What are typical functional consequences of a traumatic brain injury?

Thinking and motor skills become slow, selective memory becomes unreliable, attention and concentration may become haphazard and social behaviors can alter, such as being uninhibited or even childlike. Generally, the greater the damage is the more widespread and severe the symptoms will be. The brain simply cannot process electrochemical information as efficiently as it used to. Thinking takes more time because it is subject to errors caused by unfamiliar neural detours around damaged neurons. Judgment and decision making may be faulty because the complex interrelated brain connections are not available to the person now in the way they were before the injury.

Individuals sometimes sense incomplete mental processing and lose confidence in thinking. Complex or unfamiliar tasks may become frustrating and discouraging, as thinking no longer yields insights or flexibility in solving problems. Irritability prevails, as the individual attempts to cope with a brain that seems always to function in a mental fog.
A host of complicating cognitive, emotional and social reactions can evolve. Symptoms usually respond to rehabilitation.  Methods for helping the individual learn effective self-awareness and coping strategies to deal with the cognitive and behavioral challenges and to minimize frustration and negative emotional responses. Traumatic brain injury also increases risk factors for developing psychiatric disorder or dementia.


 

Why does a brain injury produce different outcomes in individuals?
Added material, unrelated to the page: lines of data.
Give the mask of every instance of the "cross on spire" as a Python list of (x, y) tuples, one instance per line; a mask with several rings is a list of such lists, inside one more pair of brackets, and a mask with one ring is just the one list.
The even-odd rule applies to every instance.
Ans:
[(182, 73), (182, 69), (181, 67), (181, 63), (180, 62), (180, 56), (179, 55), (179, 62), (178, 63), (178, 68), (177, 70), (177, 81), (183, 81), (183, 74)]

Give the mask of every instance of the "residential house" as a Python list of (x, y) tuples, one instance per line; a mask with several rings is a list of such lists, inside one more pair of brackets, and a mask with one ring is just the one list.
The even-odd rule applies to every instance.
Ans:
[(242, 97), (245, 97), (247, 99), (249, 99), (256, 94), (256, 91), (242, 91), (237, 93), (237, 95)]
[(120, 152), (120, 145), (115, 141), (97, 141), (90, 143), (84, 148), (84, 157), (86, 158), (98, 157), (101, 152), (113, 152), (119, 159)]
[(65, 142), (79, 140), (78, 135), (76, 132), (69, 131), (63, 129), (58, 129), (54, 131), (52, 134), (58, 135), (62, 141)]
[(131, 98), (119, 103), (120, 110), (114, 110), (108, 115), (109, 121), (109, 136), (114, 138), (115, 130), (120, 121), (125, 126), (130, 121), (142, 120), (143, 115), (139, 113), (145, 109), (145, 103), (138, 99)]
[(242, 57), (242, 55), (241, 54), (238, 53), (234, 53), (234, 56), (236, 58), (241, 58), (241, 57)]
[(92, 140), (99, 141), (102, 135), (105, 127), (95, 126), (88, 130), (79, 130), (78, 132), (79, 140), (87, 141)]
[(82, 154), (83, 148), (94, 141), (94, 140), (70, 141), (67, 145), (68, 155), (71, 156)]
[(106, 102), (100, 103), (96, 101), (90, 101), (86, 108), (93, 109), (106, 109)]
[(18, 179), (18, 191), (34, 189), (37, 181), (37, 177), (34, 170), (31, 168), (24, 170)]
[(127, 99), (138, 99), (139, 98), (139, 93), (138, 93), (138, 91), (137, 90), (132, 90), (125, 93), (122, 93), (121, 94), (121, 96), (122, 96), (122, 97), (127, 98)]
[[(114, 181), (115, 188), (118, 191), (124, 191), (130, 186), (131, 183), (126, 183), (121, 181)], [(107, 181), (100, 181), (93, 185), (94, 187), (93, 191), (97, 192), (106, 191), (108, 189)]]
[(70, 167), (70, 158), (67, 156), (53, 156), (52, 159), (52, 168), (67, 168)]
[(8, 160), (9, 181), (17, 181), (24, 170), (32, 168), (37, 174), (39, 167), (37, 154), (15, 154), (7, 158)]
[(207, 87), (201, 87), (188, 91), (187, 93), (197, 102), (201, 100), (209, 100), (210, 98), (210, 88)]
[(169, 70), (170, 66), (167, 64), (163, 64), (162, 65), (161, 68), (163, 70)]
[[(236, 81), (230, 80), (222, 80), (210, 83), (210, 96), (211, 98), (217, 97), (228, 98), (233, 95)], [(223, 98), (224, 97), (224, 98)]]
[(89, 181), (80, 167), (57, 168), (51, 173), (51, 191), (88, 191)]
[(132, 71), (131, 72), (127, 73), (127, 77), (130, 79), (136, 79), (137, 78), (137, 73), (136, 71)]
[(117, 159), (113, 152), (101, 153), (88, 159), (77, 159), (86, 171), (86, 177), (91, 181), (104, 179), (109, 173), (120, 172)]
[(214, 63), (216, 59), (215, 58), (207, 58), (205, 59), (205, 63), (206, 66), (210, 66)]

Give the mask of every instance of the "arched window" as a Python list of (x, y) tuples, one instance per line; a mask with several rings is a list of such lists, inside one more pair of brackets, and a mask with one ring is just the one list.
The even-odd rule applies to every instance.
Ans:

Just as no two people are alike in behavior and personality, no two brain injuries are exactly alike.A TBI manifests itself depending on a host of factors such as native intellectual capacity, developmental experience, physical health, age, emotional and personality resources, social supports, concurrent (non-brain) injuries, quality of immediate medical attention following an injury, psychological adjustment or maladjustment, and a host of other factors. Also, just as the amount of physical injuries such as broken bones, soft tissue contusions, or lacerations may vary among individuals involved in accidents, so do the amount and kind of head rotation, impact speed, and other physical factors that determine the specific nature and consequences of the TBI.



What effect does pain have on the experience of Traumatic Brain Injuries?

Pain often accompanies a TBI due to head and neck soft tissue injury, cervical strain and spinal injuries. Chronic pain and suffering (and medications one might take for this) certainly diminishes one’s concentration, stamina, and emotional well-being. A comprehensive examination must consider pain and discomfort factors as well as cognitive, behavioral, and emotional factors in the overall clinical presentation and the potential for recovery.